UsuńNa prawdę nie masz za co . Pisz kolejny rozdział , bo czekam ze zniecierpliwieniem ;)
UsuńŚwietny rozdział :) Zapraszam do siebie http://pandzioleq.blogspot.com/ :) Myślę, że spodoba Ci się mój blog i zaobserwujesz:)
OdpowiedzUsuńCudowne :3 Hasto :D Znowu mój ulubiony Hasto. Nawet nie wiesz jak się ucieszyłam widząc kolejny rozdział. Pisz i nie przestawaj!
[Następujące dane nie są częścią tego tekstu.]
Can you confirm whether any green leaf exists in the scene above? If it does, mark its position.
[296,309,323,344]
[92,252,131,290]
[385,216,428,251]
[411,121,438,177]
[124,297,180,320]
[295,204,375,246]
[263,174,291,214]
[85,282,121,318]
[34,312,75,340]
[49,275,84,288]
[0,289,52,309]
OdpowiedzUsuńNominuję Cię do Liebster Blog Award :)
Więcej tu: http://oko-w-oko-z-przeznaczeniem.blogspot.com/
Podoba mi się nowy wygląd bloga :)
OdpowiedzUsuńCzy Wiedźmin, to moje wyobrażenie strachu? Nie ;D Był kiedyś taki demon w serialu "Charmed" stary, białe włosy, cyniczny wyraz twarzy i przerażające, obłąkane spojrzenie. O niego mi chodziło, brr...
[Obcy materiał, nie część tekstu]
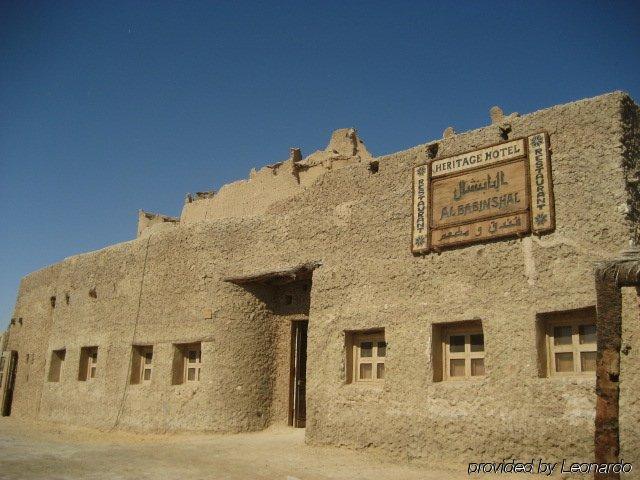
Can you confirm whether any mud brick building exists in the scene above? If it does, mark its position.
[2,92,640,464]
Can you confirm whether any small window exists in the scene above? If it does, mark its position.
[131,345,153,385]
[347,330,387,382]
[78,347,98,382]
[48,349,67,382]
[542,308,598,376]
[173,342,202,385]
[432,320,485,382]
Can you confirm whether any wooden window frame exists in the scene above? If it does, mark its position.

Hej, zostawiłaś zaproszenie na bloga, więc się grzecznie melduje. :)
OdpowiedzUsuńNajpierw musiałam skorzystać z jakże mądrego google translate, żeby przetłumaczyć adres bloga, łacina nie jest przyjacielem każdego. Strasznie spodobał mi się szablon, ale z-s to klasa sama w sobie. Dobra długość rozdziałów jest pojęciem indywidualnym dla autora i wcale nie muszą być absurdalnie długie, z takiego wychodzę założenia. Fabuła jest naprawdę okej, nie będę komentować teraz poszczególnych rozdziałów, lepiej robi się to na bieżąco, a poza tym limity na blogspocie robią swoje :). Odwiedzać dalej będę, jak najbardziej.
Pozdrawiam poświątecznie,
L.
PS. Nie irytują Cię spamy pod rozdziałami? Osobiście krew mnie zalewa jak widzę, że niektórzy bloggerzy nie doceniają pracy autora i 3/4 to zaproszenie na swojego bloga.
UsuńBardziej wywołują smutek niż irytację. Zaczynam cieszyć się z nowego komentarza, a tu czysty spam... :(
UsuńRozdział świetny! Miałam spore zaległości, ale szybko je nadrobiłam :D
OdpowiedzUsuńTen nowy szablon- świetny! Można wiedzieć, kto go robił?